Manche Passanten in der bayerischen Hauptstadt taten sich mit besonders kruden Ansichten hervor: Ein älterer Herr echauffierte sich, warum Frauen heutzutage denn keine Kinder mehr bekommen wollten, dafür seien sie schließlich da. Und er war der Meinung, dass auch eine vergewaltigte Frau selbstverständlich ein Kind austragen müsse. Ein Pastor einer freikirchlichen Gemeinde störte sich an dem Aufkleber "Die Bibel ist ein Märchenbuch" und klärte die Demonstranten über das wahre Alter der Erde (6.000 Jahre) auf und darüber, dass Inzest erst durch Gott eingeführt wurde, nachdem Adam und Eva mit ihren eigenen Nachkommen ausreichend weitere gezeugt hätten. Übrigens sei auch Hitler ein Ebenbild Gottes gewesen, versicherte er auf Nachfrage. Seine Begleiterin äußerte sich ihrerseits noch zum Thema Abtreibung: Egoistisch sei es, wenn eine Mutter abtreibe, wenn die Schwangerschaft für sie lebensgefährlich sei.
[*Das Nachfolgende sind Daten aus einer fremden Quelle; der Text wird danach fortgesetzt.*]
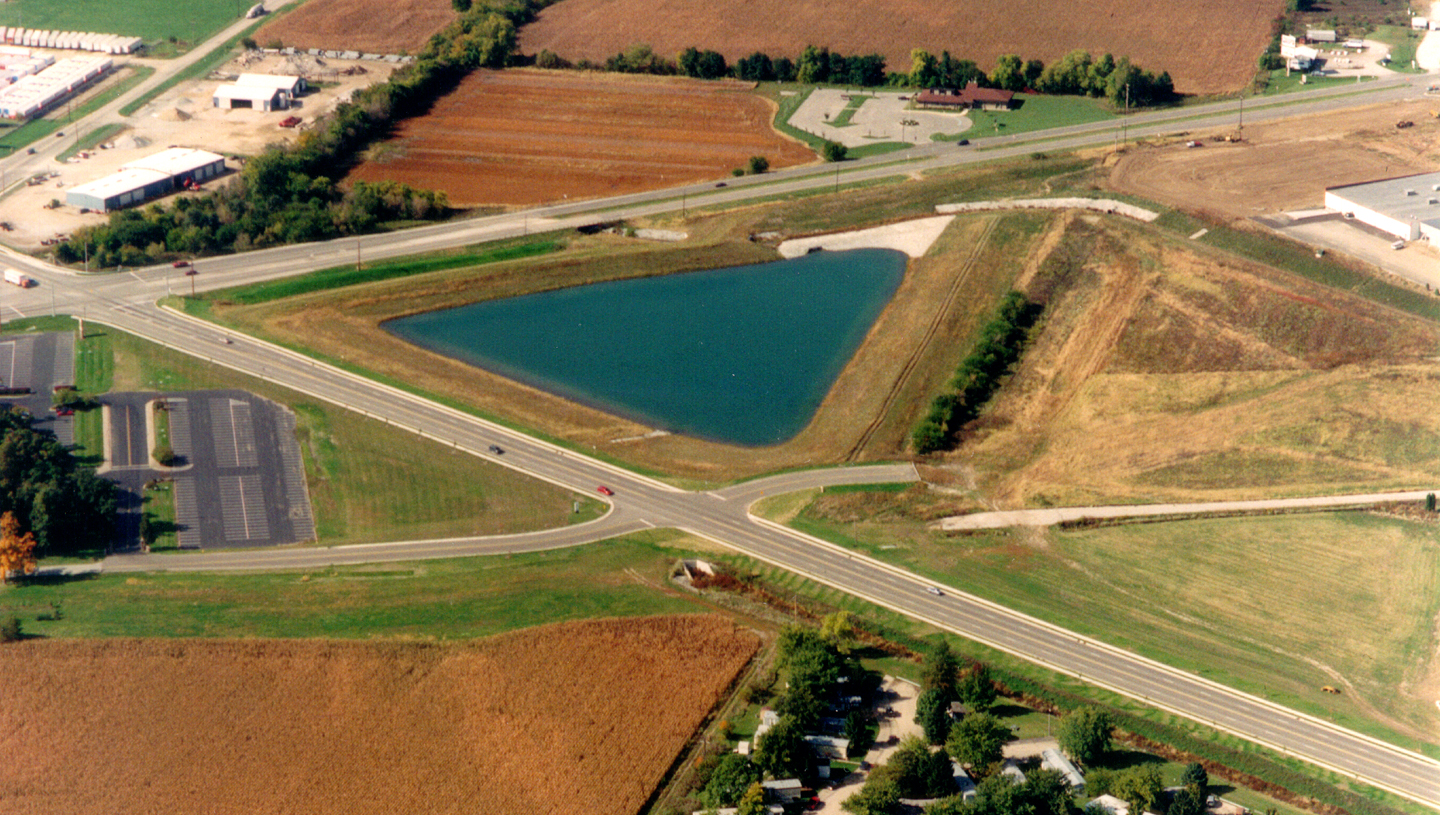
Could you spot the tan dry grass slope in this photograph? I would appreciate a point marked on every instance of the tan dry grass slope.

Ein junger Mann hatte ebenfalls ungewöhnliche Ansichten mitzuteilen: Die Moderne sei nur in materieller Hinsicht besser als das Mittelalter und die Ketzerverbrennung sei zu ihrer Zeit richtig gewesen. Humanismus und Aufklärung seien der Grund für das Herausbilden von Ideologien, weshalb unsere Gesellschaft dem Untergang geweiht sei. Die Söder-Karikatur kritisierte er, denn die Bibel sollte seiner Meinung nach über dem Gesetz stehen, denn Bayern sei ein katholisches Land. All dies begründete er mit verschiedenen philosophischen Schulen. In München, wie auch in den anderen Städten, gab es aber immer wieder auch Menschen, die noch nie von der säkularen Szene gehört hatten oder die sie gerne näher kennenlernen wollten. In Würzburg kündigte ein Interessent für das kommende Jahr eine Heidenspaßparty an Karfreitag an.
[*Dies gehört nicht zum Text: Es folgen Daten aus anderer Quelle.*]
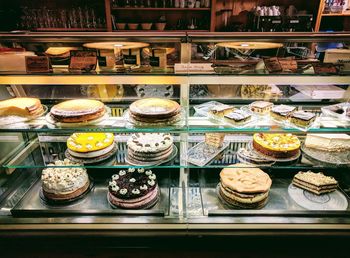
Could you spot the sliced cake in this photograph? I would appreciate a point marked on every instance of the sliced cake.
(316, 183)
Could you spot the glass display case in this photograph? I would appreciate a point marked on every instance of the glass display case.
(210, 132)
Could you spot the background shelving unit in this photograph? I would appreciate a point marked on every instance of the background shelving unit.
(218, 17)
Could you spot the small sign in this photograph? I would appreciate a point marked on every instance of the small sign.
(83, 60)
(130, 59)
(154, 61)
(272, 64)
(38, 64)
(325, 69)
(288, 64)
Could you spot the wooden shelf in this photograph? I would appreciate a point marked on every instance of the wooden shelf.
(347, 13)
(70, 29)
(160, 31)
(158, 9)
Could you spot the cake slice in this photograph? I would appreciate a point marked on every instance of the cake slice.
(302, 118)
(328, 142)
(237, 117)
(282, 112)
(316, 183)
(221, 110)
(261, 107)
(24, 107)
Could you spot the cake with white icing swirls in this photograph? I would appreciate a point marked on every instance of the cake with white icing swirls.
(133, 189)
(64, 183)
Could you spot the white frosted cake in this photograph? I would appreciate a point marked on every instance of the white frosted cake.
(328, 142)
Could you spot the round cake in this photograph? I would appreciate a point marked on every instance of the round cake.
(149, 147)
(23, 107)
(133, 189)
(155, 110)
(276, 145)
(244, 187)
(90, 145)
(62, 183)
(78, 110)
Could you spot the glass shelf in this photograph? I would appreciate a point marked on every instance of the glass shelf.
(41, 157)
(194, 124)
(65, 78)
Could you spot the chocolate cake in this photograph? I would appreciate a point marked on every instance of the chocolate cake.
(155, 111)
(133, 189)
(149, 147)
(77, 110)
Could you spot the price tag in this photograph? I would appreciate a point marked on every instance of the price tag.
(38, 64)
(215, 139)
(288, 64)
(154, 61)
(272, 64)
(83, 60)
(130, 60)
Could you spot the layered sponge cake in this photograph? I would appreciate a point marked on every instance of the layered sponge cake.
(23, 107)
(317, 183)
(78, 110)
(133, 189)
(155, 111)
(244, 187)
(63, 183)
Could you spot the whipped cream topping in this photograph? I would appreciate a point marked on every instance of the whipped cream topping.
(62, 180)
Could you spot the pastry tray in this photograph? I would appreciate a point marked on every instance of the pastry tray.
(94, 203)
(279, 202)
(327, 112)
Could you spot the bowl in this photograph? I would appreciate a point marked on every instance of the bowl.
(120, 26)
(146, 26)
(133, 26)
(160, 25)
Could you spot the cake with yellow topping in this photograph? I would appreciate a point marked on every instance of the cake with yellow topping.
(90, 145)
(276, 145)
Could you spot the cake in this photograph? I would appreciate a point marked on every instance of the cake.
(133, 189)
(251, 157)
(23, 107)
(89, 146)
(282, 112)
(276, 145)
(302, 118)
(237, 117)
(260, 91)
(63, 183)
(244, 187)
(261, 107)
(328, 142)
(316, 183)
(155, 111)
(149, 147)
(221, 110)
(77, 111)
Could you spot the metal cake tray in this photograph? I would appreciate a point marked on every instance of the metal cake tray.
(94, 203)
Vielleicht hat "der Söderling" seinen Beitrag zur Schwächung der CSU leisten können, die aus säkularer Perspektive natürlich positiv zu bewerten ist. Aber leider befürworten auch die Freien Wähler, wahrscheinlicher Koalitionspartner in der künftigen bayerischen Landesregierung, das "gut sichtbare" Aufhängen von Kreuzen im Eingangsbereich staatlicher Behörden. Genauso wie eine Beibehaltung des Tanzverbots an stillen Feiertagen und die Zahlung von Bischofsgehältern aus Steuermitteln. SPD und Grüne lehnen Kreuz-Zwang und Tanzverbot ab, dafür befürworten beide das flächendeckende Angebot von islamischem Religionsunterricht, die SPD spricht sich zudem für die weitere Bezahlung von Bischöfen durch den Staat aus. Die FDP gibt sich durchweg säkular. Die AfD positioniert sich erwartbar für Kreuze in Behörden und gegen islamischen Religionsunterricht, aber gegen die Zahlung der Bischofsgehälter und das Tanzverbot. Die Partei der Humanisten konnte man übrigens nur in Oberbayern wählen, für einen Einzug ins Parlament reichte das natürlich nicht. Die Linkspartei scheiterte ebenfalls am Sprung über die Fünf-Prozent-Hürde. Säkulare Positionen werden also auch in der kommenden Legislaturperiode im Maximilianeum und vor allem in der Regierung nur unzureichend vertreten sein.